Iraq's radical Shia cleric Moqtada al-Sadr ordered his Mahdi Army to stop operations Thursday. The militia is accused of killing thousands of Iraqi Sunnis, and was considered the greatest threat to the country's stability.
Radical Iraqi Shiite cleric Moqtada al-Sadr on Thursday ordered a halt to armed operations by his 60,000-strong Mahdi Army militia, blamed by Washington for some of the worst sectarian killings of Sunni Arabs in the war-torn country.
"The Mahdi Army suspension will be valid indefinitely and anyone who does not follow this order will not be considered a member of this group," Sadr said in a statement issued by his office in the Shiite shrine city of Najaf.
The militia, created after the 2003 US-led invasion to fight invading American troops, became the most active and feared armed Shiite group in post-Saddam Hussein Iraq, accused of operating death squads blamed for the killings of thousands.
In 2006, at the height of Iraq's communal bloodletting, a Pentagon report said the Mahdi Army was the greatest threat to the country's security, even greater than Al-Qaeda.
At that time Mahdi Army death squads reportedly carried out sustained campaigns of violence -- kidnapping, torturing and brutallly killing members of the minority Sunnis Arab community across Iraq, especially in Baghdad.

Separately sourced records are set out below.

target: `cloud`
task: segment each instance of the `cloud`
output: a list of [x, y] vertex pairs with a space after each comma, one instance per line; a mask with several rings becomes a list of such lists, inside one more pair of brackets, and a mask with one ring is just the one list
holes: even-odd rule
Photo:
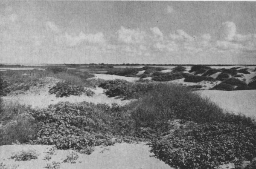
[[169, 37], [173, 40], [191, 41], [193, 39], [192, 37], [181, 29], [177, 30], [175, 34], [170, 34]]
[[168, 14], [172, 14], [174, 10], [173, 9], [173, 8], [172, 6], [167, 6], [167, 13]]
[[126, 43], [141, 43], [145, 37], [145, 32], [140, 31], [140, 29], [130, 29], [121, 26], [117, 31], [118, 40]]
[[159, 29], [157, 27], [151, 28], [150, 30], [154, 35], [160, 36], [161, 37], [163, 36], [163, 33], [162, 33], [160, 29]]
[[46, 26], [47, 30], [52, 31], [54, 33], [58, 34], [61, 32], [58, 26], [52, 22], [47, 22]]
[[64, 37], [67, 44], [70, 46], [74, 46], [83, 42], [98, 44], [105, 43], [104, 35], [102, 32], [95, 34], [85, 34], [81, 32], [78, 36], [72, 36], [65, 32]]

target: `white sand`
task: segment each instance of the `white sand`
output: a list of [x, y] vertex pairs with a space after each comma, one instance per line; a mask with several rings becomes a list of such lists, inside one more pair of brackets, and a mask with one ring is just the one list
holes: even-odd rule
[[108, 97], [104, 94], [104, 90], [100, 88], [95, 89], [90, 89], [95, 94], [89, 97], [85, 95], [80, 96], [70, 96], [67, 97], [57, 97], [55, 95], [50, 95], [49, 88], [47, 87], [41, 89], [36, 93], [30, 92], [24, 94], [16, 95], [9, 95], [2, 97], [4, 103], [15, 102], [21, 104], [31, 105], [33, 108], [45, 108], [50, 104], [55, 104], [59, 102], [69, 102], [79, 103], [83, 101], [92, 102], [95, 103], [106, 103], [111, 105], [115, 103], [120, 105], [124, 105], [130, 103], [132, 100], [122, 100], [120, 99]]
[[[61, 169], [172, 169], [149, 152], [150, 148], [144, 143], [137, 144], [116, 143], [106, 147], [97, 146], [90, 155], [76, 153], [79, 157], [75, 163], [62, 163], [73, 150], [55, 150], [49, 160], [43, 160], [52, 146], [46, 145], [6, 145], [0, 146], [0, 162], [7, 166], [17, 166], [19, 169], [43, 169], [52, 161], [61, 163]], [[17, 161], [8, 159], [21, 150], [35, 150], [40, 155], [30, 161]]]
[[256, 90], [224, 91], [202, 90], [196, 92], [209, 97], [224, 110], [234, 113], [256, 117]]
[[94, 74], [95, 77], [91, 78], [102, 79], [105, 80], [113, 80], [115, 79], [122, 79], [127, 80], [130, 82], [134, 82], [138, 80], [140, 77], [125, 77], [125, 76], [117, 76], [116, 75], [106, 74]]

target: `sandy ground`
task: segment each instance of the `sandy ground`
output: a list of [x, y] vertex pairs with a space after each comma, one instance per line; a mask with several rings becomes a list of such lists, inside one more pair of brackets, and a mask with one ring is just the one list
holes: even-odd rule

Dozens of tortured and bullet-riddled bodies of Sunni Arabs used to be found dumped on the capital's streets, allegedly killed by Mahdi militiamen.
The US military cautiously welcomed Sadr's decision.
"We welcome this announcement that appears to be an effort to support the Iraqi people," military spokesman Major John Hall told AFP. "The proof is always in the actions and not just in words."
Sadr said the militia would now focus more on cultural programmes.
"We have set a cultural programme for the Mahdi Army and we have named it Al-Mumahidun (Supporters of the Mahdi), and everybody should abide by it and whoever does not agree with it will be expelled from the army."
He did not immediately give reasons for his decision which came after he promised earlier this month to dismantle the militia if a planned security pact between Baghdad and Washington provides for the withdrawal of US troops.
The two sides are still negotiating the pact that would govern US troop levels and allow them to operate after a UN mandate expires at the end of the year.
Iraqi Prime Minister Nuri al-Maliki said this week that they had agreed there would be no foreign forces in Iraq after 2011, setting a timeline for a US withdrawal.
The White House has repeatedly said no deal has been finalised.
Sadr ordered a six-month freeze of Mahdi Army activities in August last year after allegations his fighters had been involved in clashes with security forces in the shrine city of Karbala.
He extended the freeze for a further six months in February.
A key Sadr aide said the latest announcement served to renew the existing freeze, as well as to ensure plans to turn the Mahdi Army into a social organisation are actually carried out.
"We want to transform as large a number as we can of Mahdi Army fighters into a social organisation," Sheikh Hazem al-Araji told AFP.
But he did not say the Sadr movement would renounce an armed wing entirely, instead speaking of a smaller, more disciplined force, a plan first announced by Sadr in June.
"The resistance is for the professional fighters only that will be selected according to Sadr's rules," Araji said.
Sadr's decision to stop fighting in 2007 came around the same time that many Sunni rebel groups decided to join forces with the US military to fight Al-Qaeda and amid a "surge" in American troop numbers.
These factors have led to an overall drop in violence to a four-year low.
Maliki took on the Mahdi Army in March when he ordered an offensive against Shiite militiamen in the southern city of Basra, sparking fighting in Baghdad and central and southern Iraq in which hundreds were killed.
Sadr forces have also clashed with other Shiite factions, notably the Supreme Iraqi Islamic Council, a Shiite religious party led by Abdel Aziz al-Hakim, a key government ally of Maliki.
Currently believed to be in Iran, Sadr led two uprisings against US-led forces in 2004 and had repeatedly vowed to fight on until US troops leave Iraq.
The group takes it name from Al-Mahdi Al-Montazar (the Awaited Mahdi), the revered 12th Shiite imam who disappeared in 907, and who Shiites believe will return to bring justice to the world.